Dia benar-benar tak mendengarkanku. Baiklah, alasan terakhir itu sepertinya memang mengharuskanku menurutinya.
Kusingkapkan gaunku dan naik punggung Xion perlahan.
“Maaf, aku berat,” ucapku karena merasa tak enak hati dengan tawaran baiknya.
“Tak seberat yang kukira ternyata haha. Pegangan yang erat kalau kau tak ingin jatuh.”
Segera kuikuti perkataannya, semakin kueratkan peganganku di bahu Xion. Rasanya aneh, mungkin karena ini pertama kalinya bagiku?
Xion membawaku masuk dan mendudukkanku di sebuah kursi busa panjang. Sepertinya ruangan ini memang untuk tamu atau mungkin tempat untuk bercengkerama santai. Dilihat dari desain ruangan yang sengaja dibuat nyaman untuk siapapun yang menempatinya.
Setelah memastikan posisiku sudah nyaman, Xion segera pergi meninggalkanku entah kemana.
Ah, rasanya nyaman sekali. Setelah kaki ini tak hentinya melangkah, akhirnya kali ini mereka bisa sedikit beristirahat. Aku tak merasakan apapun ketika melangkahkan kakiku tanpa alas tadi. Tapi sekarang ini bisa kurasakan perih di kakiku. Tanganku mengelus perlahan pergelangan tanganku satunya. Bekas merah itu masih ada dan sakit juga ternyata. Hati ini mendadak kesal mengingat perlakuan Leedo tadi. Ternyata masih ada lelaki yang bisa sekasar itu pada wanita.

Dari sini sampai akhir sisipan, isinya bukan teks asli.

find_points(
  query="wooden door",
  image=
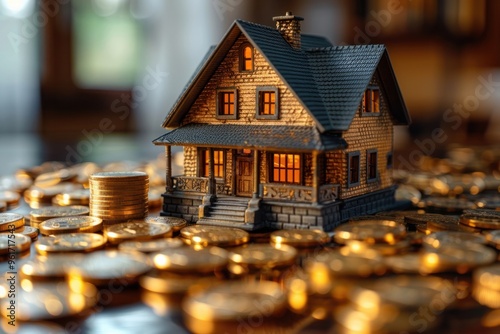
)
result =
(244, 176)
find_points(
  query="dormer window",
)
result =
(267, 103)
(246, 58)
(371, 101)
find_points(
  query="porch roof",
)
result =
(268, 137)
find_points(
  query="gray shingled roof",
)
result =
(328, 81)
(290, 138)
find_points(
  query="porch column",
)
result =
(256, 173)
(315, 165)
(211, 174)
(168, 170)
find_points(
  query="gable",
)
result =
(328, 82)
(227, 76)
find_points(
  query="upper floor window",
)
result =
(286, 168)
(371, 165)
(227, 104)
(267, 103)
(371, 100)
(246, 58)
(353, 169)
(218, 163)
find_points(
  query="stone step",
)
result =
(227, 217)
(226, 213)
(216, 206)
(225, 223)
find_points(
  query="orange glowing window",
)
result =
(246, 58)
(218, 163)
(226, 103)
(267, 103)
(287, 168)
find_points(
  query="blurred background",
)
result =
(92, 80)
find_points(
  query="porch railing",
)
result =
(326, 193)
(197, 185)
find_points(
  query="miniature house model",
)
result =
(284, 130)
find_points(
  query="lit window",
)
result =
(226, 104)
(246, 58)
(353, 169)
(389, 160)
(371, 165)
(371, 101)
(286, 168)
(218, 163)
(267, 105)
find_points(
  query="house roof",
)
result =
(329, 81)
(290, 138)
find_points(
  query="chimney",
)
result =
(289, 28)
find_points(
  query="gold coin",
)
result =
(448, 205)
(154, 200)
(398, 247)
(444, 238)
(105, 266)
(14, 243)
(57, 211)
(189, 260)
(404, 263)
(455, 258)
(151, 246)
(176, 223)
(486, 297)
(258, 256)
(300, 238)
(53, 178)
(70, 242)
(405, 291)
(10, 221)
(70, 225)
(51, 300)
(345, 262)
(450, 225)
(236, 300)
(47, 193)
(170, 283)
(370, 231)
(53, 267)
(407, 193)
(10, 198)
(488, 277)
(76, 197)
(118, 176)
(493, 238)
(479, 221)
(28, 231)
(214, 236)
(137, 231)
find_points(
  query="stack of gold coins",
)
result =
(38, 216)
(119, 196)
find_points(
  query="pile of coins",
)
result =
(119, 196)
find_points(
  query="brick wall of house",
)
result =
(228, 75)
(365, 133)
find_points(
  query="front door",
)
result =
(244, 176)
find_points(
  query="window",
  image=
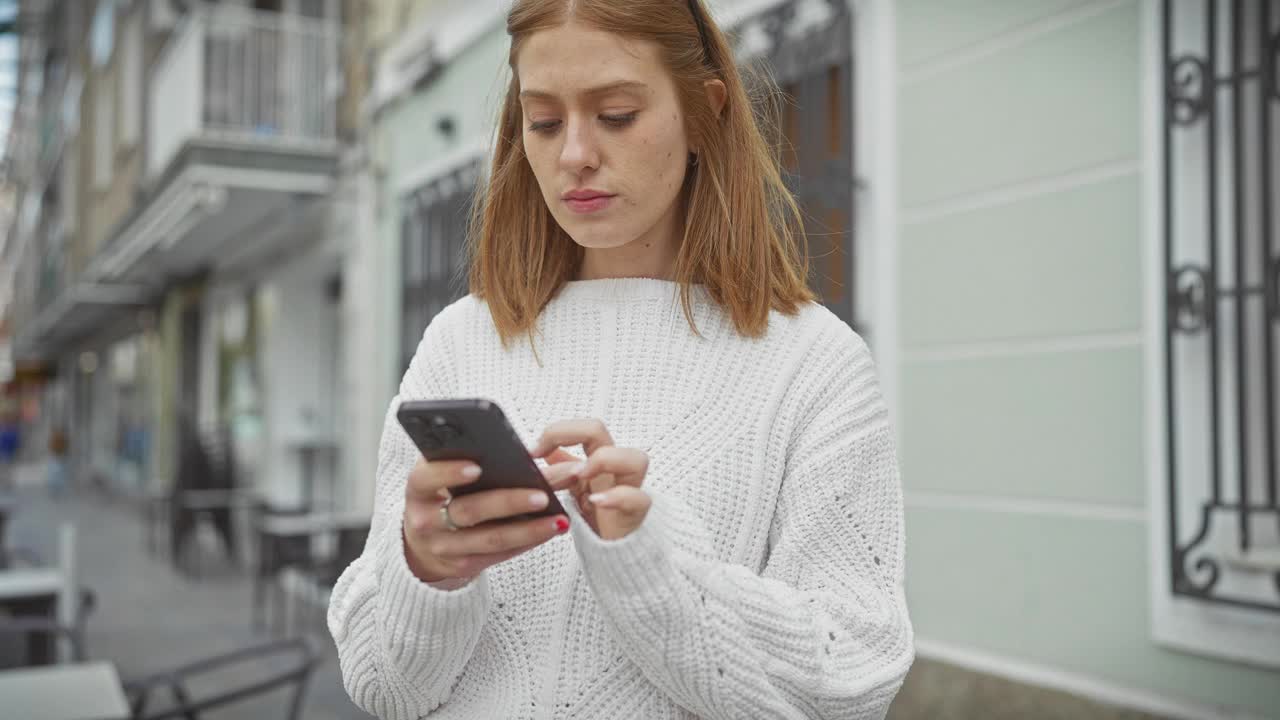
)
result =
(1221, 300)
(104, 132)
(131, 80)
(103, 33)
(808, 49)
(433, 236)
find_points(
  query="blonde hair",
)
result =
(743, 229)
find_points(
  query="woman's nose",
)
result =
(580, 151)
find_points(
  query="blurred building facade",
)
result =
(986, 188)
(183, 220)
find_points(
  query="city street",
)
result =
(149, 616)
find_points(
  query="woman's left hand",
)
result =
(608, 482)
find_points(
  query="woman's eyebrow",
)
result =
(594, 91)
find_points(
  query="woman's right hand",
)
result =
(437, 554)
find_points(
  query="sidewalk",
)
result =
(149, 618)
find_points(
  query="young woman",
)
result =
(639, 309)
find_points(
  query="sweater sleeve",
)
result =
(823, 632)
(403, 643)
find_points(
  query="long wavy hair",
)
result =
(743, 231)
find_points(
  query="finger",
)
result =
(590, 433)
(626, 500)
(492, 505)
(501, 537)
(474, 564)
(626, 464)
(428, 478)
(563, 474)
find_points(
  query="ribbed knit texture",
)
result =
(766, 582)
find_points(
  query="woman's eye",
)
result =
(618, 121)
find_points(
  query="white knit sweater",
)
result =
(766, 580)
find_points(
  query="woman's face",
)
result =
(604, 136)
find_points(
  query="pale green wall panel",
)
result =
(1065, 263)
(1063, 425)
(1064, 101)
(931, 28)
(1059, 591)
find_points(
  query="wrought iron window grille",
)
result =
(433, 250)
(808, 48)
(1221, 87)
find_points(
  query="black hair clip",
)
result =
(702, 31)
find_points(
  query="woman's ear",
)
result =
(716, 94)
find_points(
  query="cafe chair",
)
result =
(41, 632)
(301, 657)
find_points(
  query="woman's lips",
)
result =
(586, 205)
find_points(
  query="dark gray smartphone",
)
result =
(476, 429)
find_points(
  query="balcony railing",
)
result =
(247, 77)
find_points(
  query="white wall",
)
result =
(298, 351)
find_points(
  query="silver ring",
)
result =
(444, 516)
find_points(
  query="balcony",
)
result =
(241, 124)
(245, 77)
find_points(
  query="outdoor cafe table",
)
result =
(32, 592)
(83, 691)
(286, 540)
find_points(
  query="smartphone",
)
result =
(476, 429)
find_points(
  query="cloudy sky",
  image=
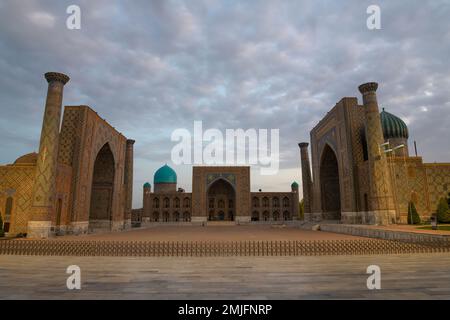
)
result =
(150, 67)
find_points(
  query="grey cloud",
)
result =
(149, 67)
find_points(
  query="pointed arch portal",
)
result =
(329, 184)
(221, 201)
(100, 213)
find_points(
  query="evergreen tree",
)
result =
(413, 216)
(442, 211)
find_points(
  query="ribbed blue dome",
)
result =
(393, 126)
(165, 174)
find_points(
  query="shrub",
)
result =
(442, 211)
(413, 216)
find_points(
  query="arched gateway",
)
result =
(329, 185)
(100, 213)
(221, 201)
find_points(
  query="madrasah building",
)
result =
(219, 194)
(361, 170)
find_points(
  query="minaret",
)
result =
(381, 203)
(43, 200)
(146, 203)
(306, 177)
(129, 158)
(295, 201)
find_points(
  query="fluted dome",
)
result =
(393, 126)
(165, 174)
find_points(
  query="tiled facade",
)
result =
(81, 184)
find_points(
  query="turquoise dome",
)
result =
(393, 126)
(165, 174)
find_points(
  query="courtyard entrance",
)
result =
(221, 201)
(329, 185)
(100, 213)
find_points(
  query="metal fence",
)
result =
(216, 249)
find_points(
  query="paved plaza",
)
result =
(214, 233)
(419, 276)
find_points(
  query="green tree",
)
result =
(442, 211)
(301, 211)
(413, 216)
(2, 232)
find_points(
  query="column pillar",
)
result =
(381, 202)
(306, 179)
(43, 200)
(129, 159)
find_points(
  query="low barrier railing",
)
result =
(216, 248)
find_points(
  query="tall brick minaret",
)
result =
(47, 162)
(129, 159)
(381, 203)
(306, 178)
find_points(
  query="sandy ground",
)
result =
(213, 233)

Xion datang membawa sebuah kotak obat lalu ia dengan santai memangku kakiku.
“Eh, tunggu—–”
“Aku tahu kamu memiliki kehormatan dan harga diri. Melihat dari gaun yang kau pakai, aku bisa tahu bahwa Aradia adalah seorang putri bangsawan. Tapi untuk saat ini saja, kumohon menurut lah. Jangan banyak protes.”

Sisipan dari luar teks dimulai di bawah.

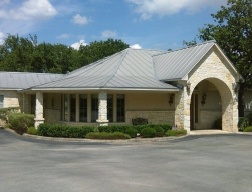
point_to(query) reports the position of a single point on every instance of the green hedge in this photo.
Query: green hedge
(148, 133)
(114, 128)
(132, 132)
(108, 136)
(4, 112)
(20, 122)
(32, 131)
(177, 132)
(248, 129)
(58, 130)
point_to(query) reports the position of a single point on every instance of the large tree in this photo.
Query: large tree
(232, 31)
(26, 54)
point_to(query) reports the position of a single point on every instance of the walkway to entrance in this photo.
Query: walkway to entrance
(209, 132)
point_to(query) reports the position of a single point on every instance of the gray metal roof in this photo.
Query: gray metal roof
(24, 80)
(134, 69)
(177, 64)
(130, 68)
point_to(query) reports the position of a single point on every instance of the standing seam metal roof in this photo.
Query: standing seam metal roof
(134, 68)
(24, 80)
(177, 64)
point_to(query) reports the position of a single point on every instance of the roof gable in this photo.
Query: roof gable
(177, 64)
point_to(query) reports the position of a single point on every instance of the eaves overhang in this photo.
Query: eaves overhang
(101, 88)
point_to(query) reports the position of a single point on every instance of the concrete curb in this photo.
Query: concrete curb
(77, 140)
(126, 141)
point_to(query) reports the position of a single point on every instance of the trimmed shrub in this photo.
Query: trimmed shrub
(166, 127)
(249, 117)
(113, 128)
(148, 132)
(32, 131)
(217, 123)
(4, 112)
(132, 132)
(57, 130)
(248, 129)
(177, 132)
(20, 122)
(159, 131)
(108, 136)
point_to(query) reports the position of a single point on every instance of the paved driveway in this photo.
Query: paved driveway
(195, 163)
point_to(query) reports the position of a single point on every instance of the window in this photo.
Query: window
(72, 107)
(83, 108)
(65, 107)
(33, 104)
(120, 108)
(94, 108)
(110, 108)
(1, 101)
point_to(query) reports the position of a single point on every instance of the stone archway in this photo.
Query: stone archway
(215, 68)
(212, 101)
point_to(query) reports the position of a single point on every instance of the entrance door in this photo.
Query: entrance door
(194, 111)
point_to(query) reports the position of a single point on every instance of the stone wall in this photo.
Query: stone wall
(52, 116)
(208, 117)
(154, 117)
(248, 102)
(11, 99)
(216, 69)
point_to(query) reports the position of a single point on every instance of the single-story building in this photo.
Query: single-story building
(190, 88)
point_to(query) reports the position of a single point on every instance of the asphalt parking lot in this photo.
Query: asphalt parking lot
(220, 163)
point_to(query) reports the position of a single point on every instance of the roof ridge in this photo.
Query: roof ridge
(18, 72)
(184, 48)
(98, 62)
(124, 52)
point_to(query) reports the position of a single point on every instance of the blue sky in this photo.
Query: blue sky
(149, 24)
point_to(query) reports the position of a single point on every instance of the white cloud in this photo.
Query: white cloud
(63, 36)
(148, 8)
(22, 17)
(80, 20)
(78, 44)
(2, 2)
(30, 10)
(1, 38)
(108, 34)
(136, 46)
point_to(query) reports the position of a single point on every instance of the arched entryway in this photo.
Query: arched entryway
(212, 106)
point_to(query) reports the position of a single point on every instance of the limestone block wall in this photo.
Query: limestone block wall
(207, 118)
(154, 117)
(52, 107)
(215, 68)
(11, 99)
(248, 102)
(52, 116)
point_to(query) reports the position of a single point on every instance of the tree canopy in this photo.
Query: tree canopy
(232, 31)
(27, 55)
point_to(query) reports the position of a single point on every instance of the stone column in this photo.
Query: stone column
(182, 111)
(102, 109)
(39, 109)
(89, 106)
(77, 106)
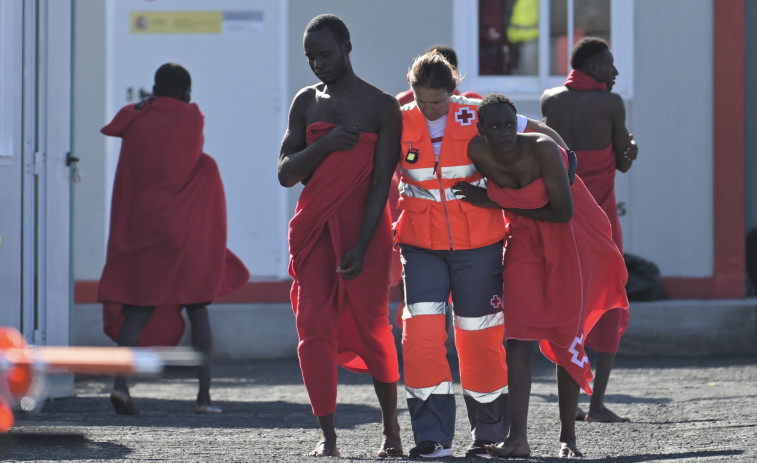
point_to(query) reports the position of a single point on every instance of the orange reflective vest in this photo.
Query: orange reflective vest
(432, 217)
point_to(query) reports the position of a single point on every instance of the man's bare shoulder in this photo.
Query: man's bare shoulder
(306, 95)
(554, 91)
(537, 142)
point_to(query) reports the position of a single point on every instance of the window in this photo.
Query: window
(521, 47)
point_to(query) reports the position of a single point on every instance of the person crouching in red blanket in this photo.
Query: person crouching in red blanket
(561, 272)
(343, 142)
(167, 242)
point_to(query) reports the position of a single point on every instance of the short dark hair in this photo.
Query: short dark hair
(171, 79)
(491, 100)
(585, 49)
(446, 51)
(432, 70)
(331, 22)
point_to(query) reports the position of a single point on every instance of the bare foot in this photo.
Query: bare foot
(390, 451)
(569, 450)
(605, 416)
(392, 444)
(510, 448)
(325, 449)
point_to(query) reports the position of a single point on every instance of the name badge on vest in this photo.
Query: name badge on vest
(412, 155)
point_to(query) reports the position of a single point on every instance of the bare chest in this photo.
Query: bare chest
(353, 112)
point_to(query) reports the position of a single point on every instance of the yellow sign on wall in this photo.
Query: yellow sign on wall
(176, 22)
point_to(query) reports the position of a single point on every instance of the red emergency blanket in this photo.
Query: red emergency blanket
(167, 242)
(339, 320)
(559, 277)
(597, 169)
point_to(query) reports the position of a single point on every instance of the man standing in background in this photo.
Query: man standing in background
(592, 121)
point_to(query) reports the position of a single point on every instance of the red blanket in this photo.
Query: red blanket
(338, 319)
(597, 169)
(559, 277)
(167, 242)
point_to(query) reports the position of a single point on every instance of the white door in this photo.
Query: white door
(35, 56)
(235, 53)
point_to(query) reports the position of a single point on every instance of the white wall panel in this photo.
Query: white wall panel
(670, 187)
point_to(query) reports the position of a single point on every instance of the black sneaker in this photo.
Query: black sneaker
(430, 449)
(477, 449)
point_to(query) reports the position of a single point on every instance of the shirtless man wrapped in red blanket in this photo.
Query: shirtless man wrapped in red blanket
(561, 272)
(167, 242)
(342, 142)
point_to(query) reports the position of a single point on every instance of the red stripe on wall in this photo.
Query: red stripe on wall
(729, 67)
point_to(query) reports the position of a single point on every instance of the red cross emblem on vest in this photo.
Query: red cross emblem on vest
(465, 116)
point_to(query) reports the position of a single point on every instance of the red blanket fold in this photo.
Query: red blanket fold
(167, 242)
(326, 224)
(597, 169)
(559, 277)
(579, 80)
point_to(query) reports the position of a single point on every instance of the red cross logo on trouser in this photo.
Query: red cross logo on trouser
(465, 116)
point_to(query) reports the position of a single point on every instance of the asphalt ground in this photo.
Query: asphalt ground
(681, 410)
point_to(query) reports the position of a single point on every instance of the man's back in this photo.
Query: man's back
(584, 119)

Kembali aku terdiam karena kata-kata Xion. Aku curiga kalau dia punya kekuatan tersembunyi bisa membaca pikiran orang.
Dengan telaten Xion membersihkan luka-luka di kakiku. Aku sedikit mendesis karena perih dan panas yang kurasakan.
“Sakit ? Tahan dulu ya. Luka-luka ini bisa infeksi kalau tidak didisinfeksi dulu.” Xion menatapku khawatir.
“Terima kasih, Xion.” Kulemparkan senyum tipis padanya. Lalu kulihat ia membalas dengan senyum yang tak kalah manisnya.
“Wah, kamu gadis yang dimaksud Leedo? Tak kusangka ternyata kau akan secantik ini.”
Kepalaku menoleh ke arah sumber suara tadi.
Lelaki lain lagi. Sebenarnya ada berapa jumlah penghuni dunia ini?